Caesars spends $223 million to transform Strip resort into The Linq

This is the last name change for the former Imperial Palace and the short-lived Quad. That’s what a $223 million renovation will buy.

A top to bottom remodeling of The Linq hotel-casino was completed this month by Caesars Entertainment Corp., through its Caesars Growth Partners subsidiary. The changes scrubbed away any remnants of the Strip resort’s life as the Imperial Palace and the Quad.

The renovation ties the property physically and by name to Caesars’ Linq retail, dining and entertainment district that is anchored by the 550-foot High Roller observation wheel.

With The Linq, the High Roller, and property improvements at other nearby company-owned casinos (Flamingo, Harrah’s Las Vegas and The Cromwell), Caesars invested close to $1 billion to make the east side of the Strip “a social hub of Las Vegas.”

Caesars Entertainment Chief Commercial Officer Tariq Shaukat said the redesigned Linq was completed with millennials in mind.

“The resort caters to those seeking authentic tech-savvy social experiences that can’t be found anywhere else in Las Vegas,” Shaukat said.

The Linq’s 2,253 hotel rooms were renovated, including 244 suites and two “urban loft-style penthouses.” The pool desk was redesigned to include 25 poolside cabanas. The hotel lobby was redeveloped to include a signature bar and lounge area. The property houses retail and spa amenities.

Access to The Linq district, which includes restaurants, bars and retail outlets, was a primary reason behind the name change and redesign.

Shaukat said The Linq hotel offers “an experience at the heart of the Strip” for millennials.

Caesars, when it was known as Harrah’s Entertainment, acquired the Imperial Palace from the Engelstad Family Trust in 2005 for $370 million.

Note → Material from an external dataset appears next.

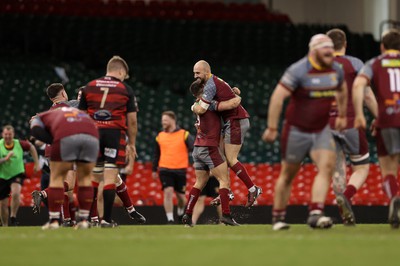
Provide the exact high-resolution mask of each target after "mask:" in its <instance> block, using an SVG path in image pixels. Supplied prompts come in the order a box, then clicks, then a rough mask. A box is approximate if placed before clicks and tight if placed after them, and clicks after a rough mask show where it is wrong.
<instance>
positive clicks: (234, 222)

The company was going to demolish the hotel-casino until the recession halted Caesars’ development plans for the eastside of the Strip.

Engelstad, who died in 2002, was a North Dakota-born contractor who transformed the Imperial Palace out of the Flamingo Capri, a small Strip motel, in the 1970s and 1980s.

In 2012, Caesars decided to renamed the hotel The Quad, explaining the name is associated as the center of activity, much like the quad on a college campus.

The Imperial Palace’s Asian-South Pacific theme, which included a blue pagoda-style rooftop, was stripped away for a more contemporary look. A giant “Q” replaced the Imperial Palace logo.

The changes in the property were so dramatic, even the Q from the Quad logo couldn’t be reused in The Linq signage.

The penthouse suites are each more than 1,000 square feet, with modern furnishings, a large living room, powder bath, and a kitchenette with microwave drawer and a full-size refrigerator. The bar has seating for four; a dining room table seats six. The bedroom with a king-size bed also has upgraded features in the bathroom.

The Linq, which has room rates starting at $89 a night, went all-in on the technology side. Guests can use an automated valet retrieval system and an automated check-in process, which includes a self-check in and touchscreen interaction to make bookings for dining and entertainment.

“Every guest room, social space, retail corridor and casino floor is purposely designed to create something unique to Las Vegas,” said Bob Morse, Caesars president of hospitality.

During its days as The Quad, Caesars remodeled the casino area and other public spaces, adding several restaurants, including Guy Fieri’s Vegas Kitchen & Bar and Hash House a Go Go.

Through The Linq retail development, an area of the casino became O’Shea’s Casino, a space dedicated to the former stand-alone casino that was demolished for construction of the outdoor entertainment district. O’Shea’s casino includes several popular beer pong tables.